Veriasse shook his head. “No. As he’s said, he played here as a child. I suspect he knows exactly where we are. I’ve been impressed by his competence. For a Backward, he seems to have grasped our predicament well, and he’s led the vanquishers on a marvelous chase. He’ll come back soon.”

Veriasse said it with such certainty, that Everynne suddenly felt more at ease. Yet the older man also seemed to need to fill up the silence. “As a warrior, I find him … intriguing.”

“In what way?” Everynne asked.

Veriasse smiled, contemplating. “He carries himself with a deadly grace. If I had seen him on any planet, I would have known he was a killer. He moves with caution, a type of confident wariness that one learns to spot quickly. Yet he is different from warriors on most worlds. Our ancestors relied heavily upon armor until the incendiary guns made it useless. Now, we rely upon our guns and upon tactics downloaded from personal intelligences. We fight battles at long distances and seldom look into the faces of our victims. Even more seldom do we purposely expose ourselves to risk. We have, in effect, become chess masters who’ve memorized too many classic moves. But this young man relies on quick wits for his survival, and his weapon of choice is the knife. It seems an odd choice.”

In the corner of the room, the bear stirred in the shadows under the window. “Oh, Gallen would love a sword,” the bear said, “but they’re so expensive.
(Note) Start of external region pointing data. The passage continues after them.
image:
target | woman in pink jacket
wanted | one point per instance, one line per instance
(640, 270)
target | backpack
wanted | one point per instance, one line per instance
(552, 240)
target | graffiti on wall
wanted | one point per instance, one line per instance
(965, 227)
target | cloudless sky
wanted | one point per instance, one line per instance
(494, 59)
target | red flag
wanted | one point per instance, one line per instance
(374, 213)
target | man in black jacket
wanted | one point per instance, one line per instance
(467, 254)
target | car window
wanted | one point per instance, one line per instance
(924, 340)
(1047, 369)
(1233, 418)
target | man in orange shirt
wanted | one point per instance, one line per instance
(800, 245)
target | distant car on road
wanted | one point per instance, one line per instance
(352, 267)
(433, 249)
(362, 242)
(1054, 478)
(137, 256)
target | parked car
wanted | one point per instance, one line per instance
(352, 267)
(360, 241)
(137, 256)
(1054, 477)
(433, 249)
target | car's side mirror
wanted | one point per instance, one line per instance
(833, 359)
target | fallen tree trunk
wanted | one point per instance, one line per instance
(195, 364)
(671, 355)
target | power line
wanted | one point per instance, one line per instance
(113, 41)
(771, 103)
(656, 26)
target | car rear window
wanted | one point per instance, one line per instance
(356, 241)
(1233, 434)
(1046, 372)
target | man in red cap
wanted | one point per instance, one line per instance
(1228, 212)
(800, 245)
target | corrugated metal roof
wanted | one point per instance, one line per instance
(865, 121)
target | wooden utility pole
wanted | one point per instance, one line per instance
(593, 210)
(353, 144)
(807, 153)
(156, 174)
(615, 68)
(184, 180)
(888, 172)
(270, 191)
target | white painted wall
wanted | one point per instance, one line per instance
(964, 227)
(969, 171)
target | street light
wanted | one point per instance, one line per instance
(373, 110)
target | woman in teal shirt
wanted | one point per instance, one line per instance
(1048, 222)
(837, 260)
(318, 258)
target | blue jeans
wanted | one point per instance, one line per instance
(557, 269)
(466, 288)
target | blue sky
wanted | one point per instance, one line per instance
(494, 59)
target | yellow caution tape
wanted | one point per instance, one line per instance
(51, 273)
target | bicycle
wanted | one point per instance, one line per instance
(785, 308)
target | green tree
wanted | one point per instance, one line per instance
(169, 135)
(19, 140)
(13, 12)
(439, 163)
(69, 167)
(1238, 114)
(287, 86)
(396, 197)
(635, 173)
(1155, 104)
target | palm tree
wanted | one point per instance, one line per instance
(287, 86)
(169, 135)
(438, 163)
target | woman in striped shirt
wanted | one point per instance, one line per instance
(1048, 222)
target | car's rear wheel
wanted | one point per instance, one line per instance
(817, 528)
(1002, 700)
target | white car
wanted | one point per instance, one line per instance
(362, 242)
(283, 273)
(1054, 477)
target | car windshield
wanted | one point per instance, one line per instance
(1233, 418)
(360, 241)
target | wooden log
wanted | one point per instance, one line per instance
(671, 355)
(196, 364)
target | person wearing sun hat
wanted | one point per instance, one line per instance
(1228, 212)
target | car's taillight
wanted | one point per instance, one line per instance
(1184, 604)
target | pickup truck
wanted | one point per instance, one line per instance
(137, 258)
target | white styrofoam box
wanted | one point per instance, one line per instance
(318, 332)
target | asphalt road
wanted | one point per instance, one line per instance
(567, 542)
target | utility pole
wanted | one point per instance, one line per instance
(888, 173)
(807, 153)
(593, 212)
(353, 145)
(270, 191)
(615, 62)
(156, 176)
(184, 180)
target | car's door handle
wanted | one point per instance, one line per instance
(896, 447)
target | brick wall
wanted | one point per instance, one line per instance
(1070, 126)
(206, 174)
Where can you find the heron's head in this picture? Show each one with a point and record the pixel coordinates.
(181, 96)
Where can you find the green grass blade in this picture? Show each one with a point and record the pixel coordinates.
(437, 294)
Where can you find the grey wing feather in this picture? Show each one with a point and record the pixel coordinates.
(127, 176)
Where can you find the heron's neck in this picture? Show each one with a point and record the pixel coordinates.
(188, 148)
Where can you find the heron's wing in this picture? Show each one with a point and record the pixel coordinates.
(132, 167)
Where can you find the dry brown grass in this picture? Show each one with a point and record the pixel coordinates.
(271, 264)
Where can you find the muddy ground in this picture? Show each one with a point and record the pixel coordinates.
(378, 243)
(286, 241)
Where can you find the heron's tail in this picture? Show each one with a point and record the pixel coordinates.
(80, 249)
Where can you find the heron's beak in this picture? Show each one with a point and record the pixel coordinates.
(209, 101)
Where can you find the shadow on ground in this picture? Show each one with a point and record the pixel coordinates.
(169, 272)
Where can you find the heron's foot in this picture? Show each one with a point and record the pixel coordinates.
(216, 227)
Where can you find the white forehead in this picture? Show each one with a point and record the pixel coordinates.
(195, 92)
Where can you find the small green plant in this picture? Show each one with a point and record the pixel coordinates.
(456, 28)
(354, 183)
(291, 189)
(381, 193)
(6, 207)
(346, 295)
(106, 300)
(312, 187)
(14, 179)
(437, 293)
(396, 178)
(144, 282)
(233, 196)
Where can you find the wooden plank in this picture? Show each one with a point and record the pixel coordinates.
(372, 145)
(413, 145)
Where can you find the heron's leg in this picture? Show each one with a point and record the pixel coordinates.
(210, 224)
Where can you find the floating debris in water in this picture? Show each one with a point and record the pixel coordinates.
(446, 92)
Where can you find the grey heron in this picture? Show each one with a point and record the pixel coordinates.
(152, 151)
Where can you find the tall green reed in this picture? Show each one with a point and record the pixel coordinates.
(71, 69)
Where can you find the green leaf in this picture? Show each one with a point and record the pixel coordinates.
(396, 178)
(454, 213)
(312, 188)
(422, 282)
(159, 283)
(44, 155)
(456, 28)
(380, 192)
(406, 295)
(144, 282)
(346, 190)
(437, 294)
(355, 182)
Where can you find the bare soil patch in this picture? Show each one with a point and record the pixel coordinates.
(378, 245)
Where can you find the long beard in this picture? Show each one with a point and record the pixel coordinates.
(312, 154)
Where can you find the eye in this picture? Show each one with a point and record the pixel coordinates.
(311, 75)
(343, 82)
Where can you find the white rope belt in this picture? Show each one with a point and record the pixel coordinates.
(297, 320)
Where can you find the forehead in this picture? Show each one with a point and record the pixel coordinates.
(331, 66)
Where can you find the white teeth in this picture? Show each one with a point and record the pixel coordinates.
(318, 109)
You have to pay taxes on the damned things every time you travel through a new county.”

Veriasse smiled at the bear, his eyes glittering. “So, even on your backward world,” he said, “you practice arms control?”

The bear shrugged.

Veriasse sighed. “I feel fortunate. I have not met a man like him in many thousands of years.” He stared at Everynne as if to say, “We need him. You could make him follow you.” And a chill went through her. She remembered how Gallen had quivered when he touched her hand in the cave, the way he laughed off his fear of the wights. She, too, found herself intrigued.

“He is taking an awfully long time …” Everynne said.
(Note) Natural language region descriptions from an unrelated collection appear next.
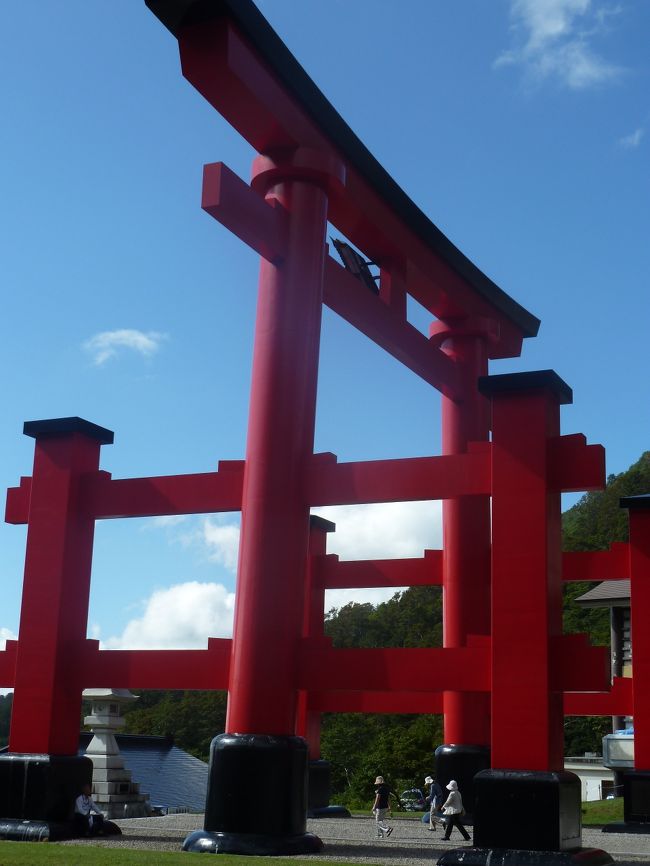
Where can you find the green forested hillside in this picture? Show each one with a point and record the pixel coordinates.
(360, 746)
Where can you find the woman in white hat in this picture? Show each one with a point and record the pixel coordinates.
(453, 809)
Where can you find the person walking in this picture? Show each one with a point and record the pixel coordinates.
(453, 810)
(381, 807)
(435, 802)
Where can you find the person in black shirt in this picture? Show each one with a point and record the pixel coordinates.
(381, 807)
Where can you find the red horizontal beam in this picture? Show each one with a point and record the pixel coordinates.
(410, 479)
(239, 208)
(415, 703)
(321, 668)
(104, 497)
(157, 669)
(238, 84)
(612, 564)
(574, 465)
(332, 573)
(368, 313)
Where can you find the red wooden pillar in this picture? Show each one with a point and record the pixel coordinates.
(56, 586)
(270, 603)
(466, 526)
(275, 512)
(527, 712)
(308, 721)
(639, 508)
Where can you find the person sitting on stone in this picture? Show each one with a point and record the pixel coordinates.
(87, 815)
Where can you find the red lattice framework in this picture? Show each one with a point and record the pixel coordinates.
(506, 674)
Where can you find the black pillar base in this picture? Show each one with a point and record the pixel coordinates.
(527, 810)
(257, 798)
(37, 794)
(462, 763)
(251, 844)
(318, 796)
(519, 857)
(636, 796)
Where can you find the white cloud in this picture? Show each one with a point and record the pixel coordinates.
(554, 41)
(191, 612)
(629, 142)
(164, 522)
(5, 635)
(390, 530)
(108, 344)
(183, 616)
(222, 540)
(394, 530)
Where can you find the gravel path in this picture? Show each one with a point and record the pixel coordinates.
(353, 840)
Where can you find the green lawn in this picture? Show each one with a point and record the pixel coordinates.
(602, 812)
(37, 853)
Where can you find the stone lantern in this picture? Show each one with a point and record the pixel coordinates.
(113, 791)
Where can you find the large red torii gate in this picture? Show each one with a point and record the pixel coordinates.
(279, 670)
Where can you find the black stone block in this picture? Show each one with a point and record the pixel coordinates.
(41, 787)
(242, 766)
(527, 810)
(510, 857)
(461, 763)
(636, 794)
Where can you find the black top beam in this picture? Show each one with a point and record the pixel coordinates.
(177, 14)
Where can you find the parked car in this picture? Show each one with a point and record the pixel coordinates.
(413, 800)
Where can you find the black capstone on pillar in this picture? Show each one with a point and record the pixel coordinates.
(526, 818)
(257, 798)
(461, 763)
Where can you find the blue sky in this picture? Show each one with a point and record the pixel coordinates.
(521, 128)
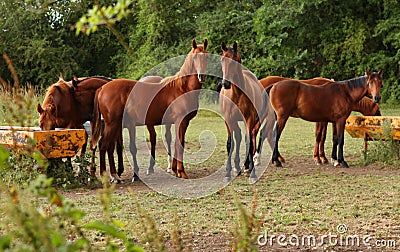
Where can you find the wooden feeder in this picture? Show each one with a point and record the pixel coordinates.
(373, 128)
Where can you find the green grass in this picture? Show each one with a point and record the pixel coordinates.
(302, 199)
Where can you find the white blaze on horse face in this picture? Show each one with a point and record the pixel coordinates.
(200, 65)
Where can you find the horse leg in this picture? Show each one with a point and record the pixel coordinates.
(92, 167)
(153, 137)
(238, 139)
(168, 138)
(261, 140)
(252, 139)
(263, 135)
(340, 129)
(84, 146)
(278, 128)
(322, 144)
(229, 148)
(334, 145)
(102, 153)
(113, 173)
(120, 155)
(180, 147)
(318, 136)
(111, 133)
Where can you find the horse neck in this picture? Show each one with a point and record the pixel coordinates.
(366, 107)
(188, 76)
(357, 88)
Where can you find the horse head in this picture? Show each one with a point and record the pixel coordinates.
(199, 53)
(375, 83)
(230, 61)
(47, 118)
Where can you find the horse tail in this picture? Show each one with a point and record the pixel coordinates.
(264, 105)
(96, 122)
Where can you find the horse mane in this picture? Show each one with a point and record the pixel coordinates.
(177, 80)
(61, 86)
(75, 82)
(356, 82)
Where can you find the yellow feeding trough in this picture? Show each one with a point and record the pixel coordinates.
(51, 143)
(373, 128)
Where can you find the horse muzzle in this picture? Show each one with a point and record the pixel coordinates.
(376, 99)
(227, 84)
(201, 77)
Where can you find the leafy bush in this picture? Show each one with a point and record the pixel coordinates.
(54, 225)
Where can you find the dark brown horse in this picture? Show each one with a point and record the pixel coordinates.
(241, 99)
(332, 102)
(69, 104)
(365, 106)
(147, 105)
(110, 102)
(266, 83)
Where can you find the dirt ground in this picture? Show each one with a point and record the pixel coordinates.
(298, 166)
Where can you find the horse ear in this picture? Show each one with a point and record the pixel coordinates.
(235, 47)
(74, 82)
(223, 47)
(194, 45)
(40, 109)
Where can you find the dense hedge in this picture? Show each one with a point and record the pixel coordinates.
(294, 38)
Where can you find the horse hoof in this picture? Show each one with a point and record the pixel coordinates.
(238, 172)
(114, 180)
(227, 179)
(278, 163)
(256, 159)
(334, 162)
(253, 180)
(183, 175)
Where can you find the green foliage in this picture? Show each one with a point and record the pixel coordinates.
(246, 229)
(385, 151)
(301, 39)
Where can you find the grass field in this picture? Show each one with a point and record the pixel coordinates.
(299, 201)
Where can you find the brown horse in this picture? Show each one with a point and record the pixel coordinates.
(241, 99)
(69, 104)
(110, 102)
(332, 102)
(365, 106)
(266, 83)
(147, 105)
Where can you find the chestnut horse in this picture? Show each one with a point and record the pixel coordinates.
(242, 98)
(365, 106)
(69, 104)
(114, 94)
(110, 102)
(332, 102)
(266, 83)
The bear was watching them intently, and he cleared his throat. “Is there anything you can do to help us find our way out of this wood? Do you know some magic?”
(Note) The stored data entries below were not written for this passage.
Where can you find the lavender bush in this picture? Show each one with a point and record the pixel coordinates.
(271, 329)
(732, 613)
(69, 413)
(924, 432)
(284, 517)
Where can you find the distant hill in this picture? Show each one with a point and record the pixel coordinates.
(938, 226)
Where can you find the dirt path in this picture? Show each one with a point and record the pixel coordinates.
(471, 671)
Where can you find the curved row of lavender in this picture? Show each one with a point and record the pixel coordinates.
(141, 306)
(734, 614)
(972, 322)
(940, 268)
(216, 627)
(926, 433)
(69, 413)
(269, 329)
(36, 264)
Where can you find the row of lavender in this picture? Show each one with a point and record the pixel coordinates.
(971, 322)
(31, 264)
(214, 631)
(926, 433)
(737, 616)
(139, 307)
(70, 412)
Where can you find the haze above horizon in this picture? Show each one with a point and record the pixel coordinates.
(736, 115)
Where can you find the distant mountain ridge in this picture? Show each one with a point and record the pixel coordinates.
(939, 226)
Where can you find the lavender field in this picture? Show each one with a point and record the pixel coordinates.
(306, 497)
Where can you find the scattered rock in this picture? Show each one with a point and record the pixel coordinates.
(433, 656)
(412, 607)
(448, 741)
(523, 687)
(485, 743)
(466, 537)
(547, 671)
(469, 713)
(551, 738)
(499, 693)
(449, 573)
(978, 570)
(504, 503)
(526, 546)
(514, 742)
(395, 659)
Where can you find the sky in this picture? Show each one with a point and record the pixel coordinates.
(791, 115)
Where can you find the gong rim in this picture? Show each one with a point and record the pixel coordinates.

Everynne laughed. “We aren’t magic, Orick, any more than you are magic.”

“Oh,” the bear said, disappointed.

A vanquisher bellowed in frustration. It sounded quite close. The creature had made it partway through the woods. Veriasse stood up, fingering his incendiary rifle, listening.

Ten seconds later, there was a swishing sound as someone leapt down through some upper branches of the tree.

Gallen’s shadow darkened the doorway. “Come on. I found a new trail.”

“What about Maggie?” Everynne asked.

“She’s up ahead, waiting for us.”

Gallen climbed up the tree, leading them through limbs with the grace of a marten. Yet the trail was very difficult.

Soon, Veriasse called for a halt and stood in the shadows under a limb. The sun was setting. He rubbed the backs of his hands against his shirt. “Stop a moment, stop,” he said. He raised his hands. “I smell fire. The vanquishers have set these woods aflame. How much farther?”